Köln - Mats Hummels ist umstellt. Von 18 digitalen SLR-Kameras mit je 15 Megapixeln und sechs Blitzgeräten. Im Bruchteil einer Sekunde wird eine 360-Grad-Aufnahme des Dortmunder Nationalspielers erstellt. Diese hochaufgelösten Bilder werden später verwendet, um ein exaktes 3D-Modell des Kopfs und des Spielers zu gestalten.

"Starhead Shooting" nennt EA SPORTS diese aufwändige und höchstwertige Technologie, die die virtuellen Stars in FIFA 12 noch echter und lebendiger werden lässt. Qualitativ herausragende Spielermodelle sind so garantiert; der optische Unterschied zum Original wird immer geringer.

Alle deutschen Nationalspieler vor den 18 Kameras

Und es ist nicht nur das aktuelle FIFA 12-Testimonial Mats Hummels, das dank des "Starhead Shootings" wie ein virtueller Zwilling in der neuen Version der FIFA-Reihe erscheinen wird. Anfang Februar nutzte ein Team von EA SPORTS in Kamen die Gelegenheit, alle deutschen Nationalspieler vor die 18 Kameras zu bekommen.

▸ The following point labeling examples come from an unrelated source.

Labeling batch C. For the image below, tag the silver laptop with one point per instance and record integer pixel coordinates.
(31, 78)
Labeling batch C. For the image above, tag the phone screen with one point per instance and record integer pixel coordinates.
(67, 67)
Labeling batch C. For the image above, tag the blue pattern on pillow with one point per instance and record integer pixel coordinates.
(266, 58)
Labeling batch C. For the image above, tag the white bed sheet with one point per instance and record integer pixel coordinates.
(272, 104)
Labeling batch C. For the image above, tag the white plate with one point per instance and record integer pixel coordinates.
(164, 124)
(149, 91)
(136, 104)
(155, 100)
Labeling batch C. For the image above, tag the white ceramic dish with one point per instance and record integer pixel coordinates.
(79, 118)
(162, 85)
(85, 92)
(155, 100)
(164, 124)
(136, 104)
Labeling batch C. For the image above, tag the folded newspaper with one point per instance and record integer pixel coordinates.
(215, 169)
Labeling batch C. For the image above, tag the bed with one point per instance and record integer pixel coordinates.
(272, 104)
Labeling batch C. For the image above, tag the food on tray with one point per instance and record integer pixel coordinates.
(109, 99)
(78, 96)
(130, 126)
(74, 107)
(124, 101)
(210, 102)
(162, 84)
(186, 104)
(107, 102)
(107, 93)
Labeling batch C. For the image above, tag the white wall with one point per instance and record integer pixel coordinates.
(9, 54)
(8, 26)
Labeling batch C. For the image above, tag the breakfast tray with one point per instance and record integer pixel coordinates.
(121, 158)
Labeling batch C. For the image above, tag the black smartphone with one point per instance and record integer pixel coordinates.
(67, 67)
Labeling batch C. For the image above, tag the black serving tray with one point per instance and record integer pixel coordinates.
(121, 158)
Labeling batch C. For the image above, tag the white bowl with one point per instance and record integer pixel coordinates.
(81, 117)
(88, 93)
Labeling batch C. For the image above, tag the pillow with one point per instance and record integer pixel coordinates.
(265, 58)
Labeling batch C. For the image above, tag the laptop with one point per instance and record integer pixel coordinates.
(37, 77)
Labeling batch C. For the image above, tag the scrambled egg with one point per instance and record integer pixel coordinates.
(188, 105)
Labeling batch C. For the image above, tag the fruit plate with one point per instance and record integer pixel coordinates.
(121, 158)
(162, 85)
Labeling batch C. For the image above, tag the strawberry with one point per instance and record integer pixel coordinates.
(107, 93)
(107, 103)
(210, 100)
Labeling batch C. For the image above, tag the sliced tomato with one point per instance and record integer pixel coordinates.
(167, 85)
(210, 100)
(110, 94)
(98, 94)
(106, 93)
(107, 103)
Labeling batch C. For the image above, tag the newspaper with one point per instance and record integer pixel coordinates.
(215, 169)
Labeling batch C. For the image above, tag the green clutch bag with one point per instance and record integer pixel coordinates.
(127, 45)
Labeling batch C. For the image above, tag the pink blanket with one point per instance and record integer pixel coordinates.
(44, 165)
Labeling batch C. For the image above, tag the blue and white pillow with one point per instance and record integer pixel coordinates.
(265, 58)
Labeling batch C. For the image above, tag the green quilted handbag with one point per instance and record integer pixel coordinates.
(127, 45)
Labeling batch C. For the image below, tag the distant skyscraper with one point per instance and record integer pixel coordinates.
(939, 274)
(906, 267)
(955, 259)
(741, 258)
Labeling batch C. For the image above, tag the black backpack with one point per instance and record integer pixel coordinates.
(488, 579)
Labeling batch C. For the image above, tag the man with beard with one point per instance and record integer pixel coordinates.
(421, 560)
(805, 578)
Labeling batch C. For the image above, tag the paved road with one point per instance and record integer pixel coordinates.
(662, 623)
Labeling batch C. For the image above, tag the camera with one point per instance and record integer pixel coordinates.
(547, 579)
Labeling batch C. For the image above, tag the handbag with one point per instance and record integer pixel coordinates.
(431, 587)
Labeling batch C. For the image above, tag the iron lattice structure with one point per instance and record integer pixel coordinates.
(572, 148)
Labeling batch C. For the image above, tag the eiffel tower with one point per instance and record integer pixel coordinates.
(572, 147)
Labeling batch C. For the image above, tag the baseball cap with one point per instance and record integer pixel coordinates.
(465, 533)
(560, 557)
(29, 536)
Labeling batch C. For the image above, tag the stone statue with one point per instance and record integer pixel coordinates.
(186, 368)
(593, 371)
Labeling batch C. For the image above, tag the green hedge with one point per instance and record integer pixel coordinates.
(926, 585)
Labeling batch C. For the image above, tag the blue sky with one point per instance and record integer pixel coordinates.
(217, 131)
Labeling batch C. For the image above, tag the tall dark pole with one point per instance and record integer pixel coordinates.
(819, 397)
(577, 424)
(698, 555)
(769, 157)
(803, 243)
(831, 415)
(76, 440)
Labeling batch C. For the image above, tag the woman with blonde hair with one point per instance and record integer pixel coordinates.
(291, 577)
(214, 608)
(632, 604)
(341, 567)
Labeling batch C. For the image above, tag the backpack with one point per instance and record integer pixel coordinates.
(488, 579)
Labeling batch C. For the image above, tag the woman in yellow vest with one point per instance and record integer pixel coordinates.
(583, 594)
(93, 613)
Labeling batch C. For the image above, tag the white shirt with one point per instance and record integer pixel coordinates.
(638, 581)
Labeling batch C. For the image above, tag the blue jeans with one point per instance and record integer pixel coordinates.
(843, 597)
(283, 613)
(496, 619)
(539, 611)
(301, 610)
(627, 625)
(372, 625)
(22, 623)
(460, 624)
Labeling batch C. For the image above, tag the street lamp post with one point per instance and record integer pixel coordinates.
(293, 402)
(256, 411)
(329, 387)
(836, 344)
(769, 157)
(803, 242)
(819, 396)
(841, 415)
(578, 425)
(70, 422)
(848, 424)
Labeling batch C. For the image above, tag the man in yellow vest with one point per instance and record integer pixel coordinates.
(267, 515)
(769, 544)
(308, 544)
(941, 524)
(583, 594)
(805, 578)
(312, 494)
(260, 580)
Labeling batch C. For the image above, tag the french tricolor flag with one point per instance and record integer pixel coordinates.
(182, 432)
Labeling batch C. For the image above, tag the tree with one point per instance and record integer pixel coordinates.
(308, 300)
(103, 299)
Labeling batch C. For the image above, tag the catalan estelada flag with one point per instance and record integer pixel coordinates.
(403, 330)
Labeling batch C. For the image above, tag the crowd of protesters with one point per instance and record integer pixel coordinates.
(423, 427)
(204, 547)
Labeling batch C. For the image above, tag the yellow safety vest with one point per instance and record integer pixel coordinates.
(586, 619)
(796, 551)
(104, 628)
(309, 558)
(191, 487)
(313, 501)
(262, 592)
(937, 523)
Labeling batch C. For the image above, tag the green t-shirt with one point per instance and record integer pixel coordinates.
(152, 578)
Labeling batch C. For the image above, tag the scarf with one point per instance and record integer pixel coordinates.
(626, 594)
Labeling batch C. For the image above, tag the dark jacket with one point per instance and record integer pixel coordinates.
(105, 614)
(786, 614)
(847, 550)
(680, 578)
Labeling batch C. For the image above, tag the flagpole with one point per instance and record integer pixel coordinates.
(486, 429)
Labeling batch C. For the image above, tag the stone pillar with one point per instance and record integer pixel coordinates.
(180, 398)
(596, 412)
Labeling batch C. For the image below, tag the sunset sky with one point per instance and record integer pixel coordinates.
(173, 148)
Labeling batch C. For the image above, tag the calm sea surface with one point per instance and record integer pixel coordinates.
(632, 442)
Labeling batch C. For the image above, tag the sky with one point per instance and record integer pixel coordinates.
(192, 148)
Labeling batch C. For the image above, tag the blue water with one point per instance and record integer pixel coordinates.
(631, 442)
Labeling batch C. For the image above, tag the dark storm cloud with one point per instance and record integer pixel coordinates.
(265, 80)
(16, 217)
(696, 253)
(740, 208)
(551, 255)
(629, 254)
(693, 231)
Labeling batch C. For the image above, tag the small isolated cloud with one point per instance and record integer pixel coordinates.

"Wir haben von jedem Nationalspieler ein dreidimensionales Foto erstellen können, was uns eine authentische Nationalmannschaft in FIFA ermöglicht. Vor allem die jungen Spieler haben sich gefreut, nicht nur Teil der Nationalmannschaft zu sein, sondern auch ein Teil von FIFA zu sein", sagt Ralf Anheier, PR Manager EA SPORTS.

In acht verschiedenen Ländern zum Einsatz gekommen

Ein großer Vorteil der 3D Head Scanning-Technologie ist ihre Mobilität, die es EA SPORTS ermöglicht, die Aufnahmen vieler individueller Spieler an verschiedenen Orten zu erstellen. Das Aufnahmesystem kam in den letzten zwei Jahren schon in acht verschiedenen Ländern zum Einsatz.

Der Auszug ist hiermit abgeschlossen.